Running CanSig on your data#

This guide explains how to run CanSig on your own datasets. The pipeline uses a configuration-based approach where you specify your data, methods, and parameters in YAML files.

Configuration Structure#

Add your configuration file to the configs folder. It should follow this structure:

root: results/your_analysis  # Output directory

methods:
  # List the integration methods you want to use
  bbknn:
  harmony:
  genenmf:
  unintegrated:
  scvi:
  scalop:
  cca:

scenarios:
  your_scenario_name:
    data_path: path/to/your/data.h5ad  # Path to your AnnData file
    signatures:
      - signature_name1
      - signature_name2
    preprocessing:  # Optional preprocessing parameters
      min_genes: 1000  # Minimum number of genes per cell
      max_pct_mt: 20   # Maximum percentage of mitochondrial genes
      excluded_samples: ["sample1", "sample2"]  # Samples to exclude

signatures:
  signature_name1:
    annotation_path: path/to/annotations1.csv
    scoring_scenario: your_scenario_name # Dataset used for comapring gene signature scores.
    n_cluster: 4
 

Input Data#

CanSig expects input data in AnnData (.h5ad) format with specific requirements for the AnnData object structure.
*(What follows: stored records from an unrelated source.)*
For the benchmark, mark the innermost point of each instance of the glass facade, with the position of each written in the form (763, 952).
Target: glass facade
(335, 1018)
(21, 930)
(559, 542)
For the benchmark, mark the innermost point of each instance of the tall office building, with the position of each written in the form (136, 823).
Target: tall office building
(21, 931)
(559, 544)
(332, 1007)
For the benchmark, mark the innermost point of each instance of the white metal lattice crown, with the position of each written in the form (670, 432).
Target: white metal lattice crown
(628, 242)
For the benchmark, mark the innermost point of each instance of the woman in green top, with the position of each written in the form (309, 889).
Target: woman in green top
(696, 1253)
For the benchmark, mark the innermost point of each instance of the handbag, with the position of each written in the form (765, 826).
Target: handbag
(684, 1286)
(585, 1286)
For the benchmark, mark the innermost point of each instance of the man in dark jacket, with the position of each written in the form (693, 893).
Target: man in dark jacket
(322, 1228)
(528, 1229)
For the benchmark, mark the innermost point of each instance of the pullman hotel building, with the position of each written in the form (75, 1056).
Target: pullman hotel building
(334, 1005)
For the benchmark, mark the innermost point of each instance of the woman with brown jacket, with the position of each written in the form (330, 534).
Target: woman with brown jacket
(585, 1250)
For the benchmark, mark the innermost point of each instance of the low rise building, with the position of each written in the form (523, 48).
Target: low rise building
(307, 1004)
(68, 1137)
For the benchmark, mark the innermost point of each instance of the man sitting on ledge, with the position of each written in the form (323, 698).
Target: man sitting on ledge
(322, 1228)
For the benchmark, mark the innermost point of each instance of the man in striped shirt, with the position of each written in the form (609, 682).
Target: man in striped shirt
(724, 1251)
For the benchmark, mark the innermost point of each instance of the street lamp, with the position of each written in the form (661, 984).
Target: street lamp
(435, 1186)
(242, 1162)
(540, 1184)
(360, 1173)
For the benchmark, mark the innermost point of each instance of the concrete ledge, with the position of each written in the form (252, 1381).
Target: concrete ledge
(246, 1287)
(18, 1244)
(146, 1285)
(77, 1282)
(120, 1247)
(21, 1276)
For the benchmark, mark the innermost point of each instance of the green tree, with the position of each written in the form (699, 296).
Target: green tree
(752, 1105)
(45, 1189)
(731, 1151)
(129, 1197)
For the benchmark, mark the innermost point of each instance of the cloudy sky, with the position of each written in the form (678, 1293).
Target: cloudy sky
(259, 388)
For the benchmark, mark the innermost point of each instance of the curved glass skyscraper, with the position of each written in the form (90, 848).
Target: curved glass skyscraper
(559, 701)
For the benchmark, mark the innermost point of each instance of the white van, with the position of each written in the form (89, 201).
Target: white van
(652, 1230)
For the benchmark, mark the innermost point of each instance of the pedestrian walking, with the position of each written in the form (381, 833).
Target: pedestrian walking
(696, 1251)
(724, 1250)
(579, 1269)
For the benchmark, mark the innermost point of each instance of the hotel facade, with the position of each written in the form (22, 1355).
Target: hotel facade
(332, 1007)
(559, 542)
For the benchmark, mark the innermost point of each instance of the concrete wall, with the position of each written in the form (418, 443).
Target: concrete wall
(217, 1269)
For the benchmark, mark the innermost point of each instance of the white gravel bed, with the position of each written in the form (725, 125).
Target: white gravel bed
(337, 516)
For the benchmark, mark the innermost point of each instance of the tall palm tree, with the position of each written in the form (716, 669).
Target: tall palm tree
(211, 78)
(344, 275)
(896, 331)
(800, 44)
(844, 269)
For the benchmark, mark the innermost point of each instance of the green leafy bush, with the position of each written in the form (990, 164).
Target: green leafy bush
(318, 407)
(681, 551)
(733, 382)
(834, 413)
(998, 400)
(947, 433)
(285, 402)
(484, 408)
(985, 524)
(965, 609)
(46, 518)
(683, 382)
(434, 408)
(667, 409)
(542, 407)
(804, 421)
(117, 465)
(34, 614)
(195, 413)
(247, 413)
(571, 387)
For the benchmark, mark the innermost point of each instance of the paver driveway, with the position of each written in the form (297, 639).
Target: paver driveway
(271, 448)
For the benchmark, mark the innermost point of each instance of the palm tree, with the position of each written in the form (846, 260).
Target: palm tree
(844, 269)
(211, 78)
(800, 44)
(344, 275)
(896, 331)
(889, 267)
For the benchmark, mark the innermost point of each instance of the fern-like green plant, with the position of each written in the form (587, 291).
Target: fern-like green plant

The adata.obs must contain a “sample” column that stores the batch ID for each cell in the dataset. The adata.var_names should contain gene symbols as the feature identifiers. The adata.uns dictionary must include a “counts_type” field specifying the sequencing platform used to generate the data. Supported values for counts_type are “10x” for 10x Genomics data, “microwell array-based platform” for Microwell data, “microwell-seq” for Microwell-seq data, “smartseq2” or “SmartSeq2” for Smart-seq2 data, and “seqwell” for SeqWell data. All of these sequencing technologies are used in the currate cancer cell atlas.

  • Create an entry for each cell type signature

  • Specify the path to annotation files

  • Set the number of expected clusters (n_cluster)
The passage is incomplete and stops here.